The mammoth portion was easily enough for four (or six!) to share as a starter, the meat and potatoes dressed up with our table’s quartet of sauces. We mixed and matched ketchup, mayonnaise, yellow mustard and a pale green sauce boasting fire that defied its serene appearance. I’m confident the Salchipapas covered my month's USDA quota for sodium, but it was a fun (and arguably kid-pleasing) dish nonetheless.

Our second appetizer was a tamale ($4.50) containing pork, hard-boiled egg and olives. I believe the olives were of the green variety, but truthfully I’m not sure I actually ate one because the tamale’s fillings were pretty scarce. That said, the masa corn dough was moist, fresh and nicely accented by the tangy vinegar marinade soaked up from the plate’s quick-pickled red onions.

To digress for just a moment, many years ago, I went on a date with a Peruvian fellow, and we had a dinner of Chinese food at Hing Loon in Seattle’s International District. He proceeded to dispense to me an education on Peru’s food culture that started out rather obtuse in advising me that Peru and Mexico are not one and the same.

The lecture turned more informative, however, when my date explained that there is in fact a great deal of Chinese influence in Peru’s cuisine. In the 1800s, there was an influx of Chinese workers who relocated to the South American country for employment as laborers; the cooking methods and ingredients of the Chinese immigrants’ homeland melted into Peru’s culinary landscape.

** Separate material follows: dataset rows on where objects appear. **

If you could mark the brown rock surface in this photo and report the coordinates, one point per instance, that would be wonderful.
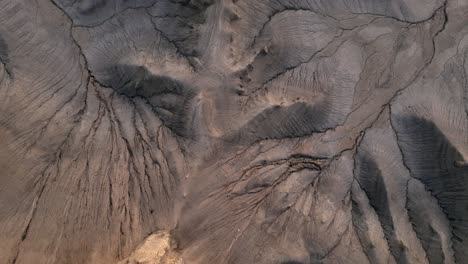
(233, 131)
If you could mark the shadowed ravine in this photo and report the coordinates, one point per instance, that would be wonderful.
(233, 131)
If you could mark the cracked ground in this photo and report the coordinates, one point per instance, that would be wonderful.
(233, 131)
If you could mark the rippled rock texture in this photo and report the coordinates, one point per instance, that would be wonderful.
(233, 131)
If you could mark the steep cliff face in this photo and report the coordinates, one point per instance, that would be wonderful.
(233, 131)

This background on Peru’s flavors thus made it unsurprising to me that one of San Fernando’s menu offerings was Arroz Chaufa, described as a Cantonese fried rice featuring the likes of chicken, sliced hot dogs, and flavors of green onion and soy. My dining companion and I opted for a different Chinese-influenced dish, San Fernando’s Lomo Saltado ($9.50). Strips of sirloin steak marinated with garlic and soy sauce were stir-fried with strips of red onion and tomatoes, complemented in Chinese fashion by a mound of white rice. The tender meat was bold in taste, its juices imparting flavor to the “fried potatoes” (aka short French fries) cushioning the dish.

Needless to say, we did not leave San Fernando without trying its trademark dish, the roasted chicken. Much like our plates of Salchipapas and Lomo Saltado, our half chicken ($9) was a generous affair accompanied by salad and once again, french fries. One taste of the chicken confirmed why it's the centerpiece of San Fernando's lineup. The chicken's crisp golden-brown skin was roasted perfection, as was the juicy, luscious meat it revealed. The flavors of garlic, salt, pepper and a hint of cumin were simple yet sublime. Though the plate's salad was little more than shredded iceberg lettuce topped with a bit of tomato and cucumber and a drizzle of Ranch dressing, it was a fitting bit of crunch and creaminess to round out the dinner.

Based on my encounter with Lynnwood's San Fernando location, I'm sold on Peru's pollo and my interest in the culture's other dishes has been piqued. Let the Peruvian roasted chicken domination commence.